In 1676 he was instructed by Lord Danby to conduct an ecclesiastical census of the population, which became known as the Compton Census.

In contrast to his liberality about Protestant dissent, Compton was strongly opposed to Roman Catholicism. On the accession of James II in February 1685 he consequently lost his seat in the council and his position as Dean of the Chapel Royal; and for his firmness in refusing to suspend John Sharp, rector of St Giles's-in-the-Fields, whose anti-papal preaching had rendered him obnoxious to the king, he was himself suspended by James's Court of High Commission in mid-1686. The suspension was lifted in September 1688, two days before the High Commission was abolished.

At the Glorious Revolution Compton embraced the cause of William III and Mary II, being one of the Immortal Seven who invited William to invade England; he performed the ceremony of their coronation; his old position was restored to him; and among other appointments, he was chosen as one of the commissioners for revising the liturgy. During the reign of Anne he remained a member of the privy council, and was one of the commissioners appointed to arrange the terms of the union of England and Scotland; but, to his bitter disappointment, his claims to the primacy were twice passed over. He died at Fulham on 7 July 1713, and was buried at All Saints Church, Fulham.

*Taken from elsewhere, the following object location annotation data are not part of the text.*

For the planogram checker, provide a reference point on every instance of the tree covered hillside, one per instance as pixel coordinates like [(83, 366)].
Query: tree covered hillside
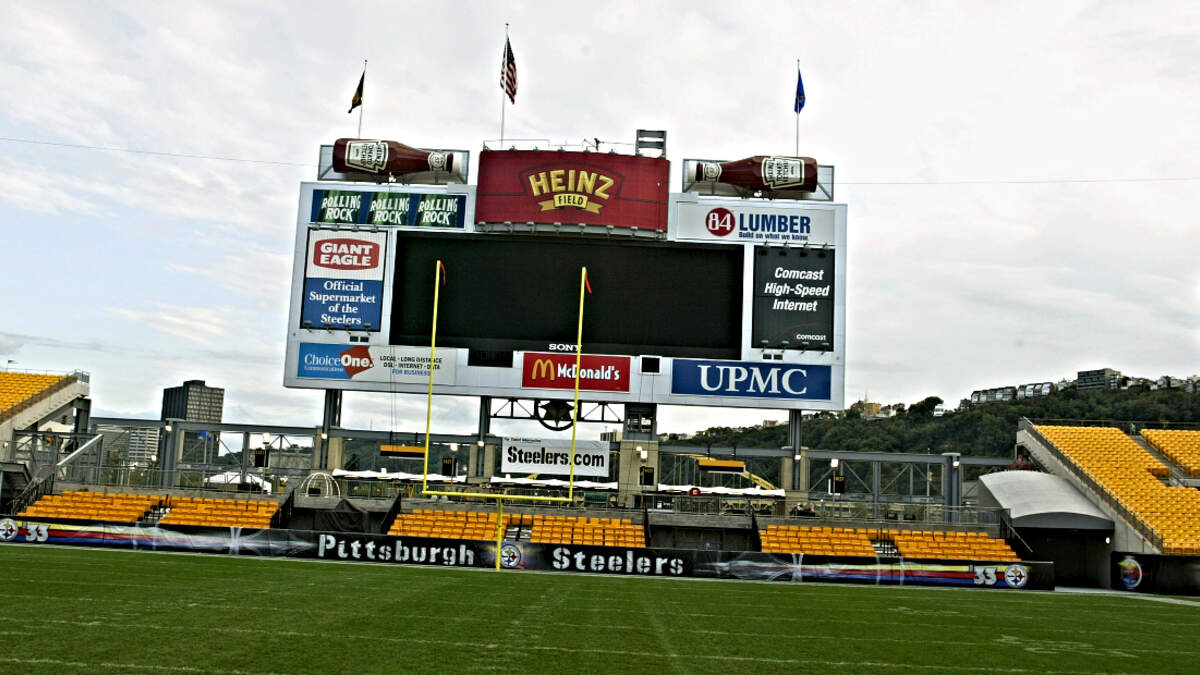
[(985, 430)]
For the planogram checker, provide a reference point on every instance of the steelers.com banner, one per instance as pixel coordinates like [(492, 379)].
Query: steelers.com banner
[(552, 457)]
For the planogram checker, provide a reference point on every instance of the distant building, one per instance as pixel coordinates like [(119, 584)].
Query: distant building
[(133, 444), (1035, 389), (990, 395), (193, 401), (196, 401), (1101, 378)]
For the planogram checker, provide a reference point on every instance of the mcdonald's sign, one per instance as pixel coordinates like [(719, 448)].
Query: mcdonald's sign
[(557, 371)]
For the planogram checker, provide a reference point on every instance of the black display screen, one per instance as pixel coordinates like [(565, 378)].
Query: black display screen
[(511, 292)]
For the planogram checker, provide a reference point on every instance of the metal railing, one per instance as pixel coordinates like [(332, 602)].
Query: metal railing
[(25, 404), (712, 505), (1131, 426)]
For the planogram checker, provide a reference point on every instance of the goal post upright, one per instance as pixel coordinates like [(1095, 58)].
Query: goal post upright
[(438, 281)]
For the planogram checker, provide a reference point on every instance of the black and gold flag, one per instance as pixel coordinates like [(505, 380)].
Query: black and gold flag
[(358, 94)]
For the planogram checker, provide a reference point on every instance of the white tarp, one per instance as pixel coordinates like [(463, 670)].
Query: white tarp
[(397, 476), (717, 490), (237, 477), (555, 483)]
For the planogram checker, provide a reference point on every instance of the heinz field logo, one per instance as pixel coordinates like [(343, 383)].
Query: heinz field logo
[(571, 187), (346, 254), (557, 371), (750, 380)]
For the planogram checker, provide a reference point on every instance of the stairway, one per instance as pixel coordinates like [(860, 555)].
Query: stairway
[(886, 549), (1177, 477), (154, 515)]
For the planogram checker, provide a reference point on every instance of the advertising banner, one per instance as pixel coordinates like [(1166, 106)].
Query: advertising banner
[(573, 187), (389, 209), (361, 363), (750, 378), (343, 280), (730, 222), (557, 371), (346, 547), (793, 299), (552, 457)]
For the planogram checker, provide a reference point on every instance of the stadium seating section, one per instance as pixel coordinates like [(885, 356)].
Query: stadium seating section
[(17, 387), (220, 513), (952, 545), (114, 507), (859, 542), (543, 529), (816, 541), (1132, 476), (594, 531), (448, 524), (94, 506), (1182, 447)]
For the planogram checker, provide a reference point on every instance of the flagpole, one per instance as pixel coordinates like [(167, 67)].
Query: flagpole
[(797, 117), (503, 91), (360, 105)]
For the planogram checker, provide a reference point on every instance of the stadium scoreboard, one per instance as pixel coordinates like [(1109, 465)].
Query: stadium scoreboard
[(715, 302)]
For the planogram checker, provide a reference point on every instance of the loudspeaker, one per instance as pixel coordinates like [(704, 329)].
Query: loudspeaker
[(489, 358)]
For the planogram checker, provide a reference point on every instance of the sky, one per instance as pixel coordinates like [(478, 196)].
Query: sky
[(1023, 179)]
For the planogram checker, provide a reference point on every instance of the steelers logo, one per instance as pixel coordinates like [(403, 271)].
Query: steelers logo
[(510, 556), (1017, 575)]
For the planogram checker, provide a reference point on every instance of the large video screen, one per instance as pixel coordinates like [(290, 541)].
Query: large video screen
[(510, 292)]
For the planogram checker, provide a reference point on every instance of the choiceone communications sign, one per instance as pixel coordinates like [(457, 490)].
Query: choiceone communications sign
[(360, 363), (535, 455)]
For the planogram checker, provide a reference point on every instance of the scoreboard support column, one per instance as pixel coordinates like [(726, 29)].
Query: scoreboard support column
[(796, 490)]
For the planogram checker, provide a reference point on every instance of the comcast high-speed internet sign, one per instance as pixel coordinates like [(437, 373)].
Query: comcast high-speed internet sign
[(733, 303)]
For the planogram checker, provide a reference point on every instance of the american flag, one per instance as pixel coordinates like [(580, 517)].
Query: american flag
[(509, 72)]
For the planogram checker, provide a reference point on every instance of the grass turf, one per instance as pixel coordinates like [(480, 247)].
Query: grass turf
[(73, 609)]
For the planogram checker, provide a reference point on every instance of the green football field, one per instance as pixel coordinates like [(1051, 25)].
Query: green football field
[(73, 610)]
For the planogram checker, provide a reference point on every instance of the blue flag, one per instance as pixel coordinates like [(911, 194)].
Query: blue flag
[(799, 91)]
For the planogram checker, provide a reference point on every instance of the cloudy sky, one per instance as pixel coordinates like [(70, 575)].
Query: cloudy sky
[(1023, 178)]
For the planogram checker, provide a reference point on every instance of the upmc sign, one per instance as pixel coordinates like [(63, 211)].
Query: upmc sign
[(557, 371), (742, 378), (573, 187)]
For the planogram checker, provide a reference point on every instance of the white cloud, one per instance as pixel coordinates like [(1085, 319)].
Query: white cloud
[(952, 287)]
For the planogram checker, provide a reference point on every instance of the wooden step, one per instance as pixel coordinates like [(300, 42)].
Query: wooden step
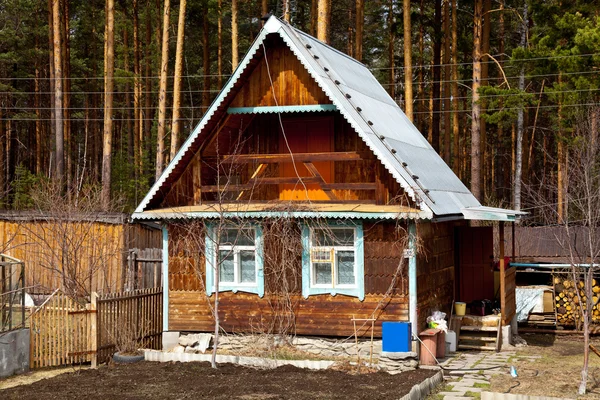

He sent his second cousin, John Compton, to Maryland where Henry had been given a land grant, and from afar, Henry helped set up the Anglican Church in Maryland.

Works

Compton was a successful botanist. He also published, besides several theological works, A Translation from the Italian of the Life of Donna Olympia Maladichini, who governed the Church during the time of Pope Innocent X, which was from the year 1644 to 1655 (1667), and A Translation from the French of the Jesuits' Intrigues (1669).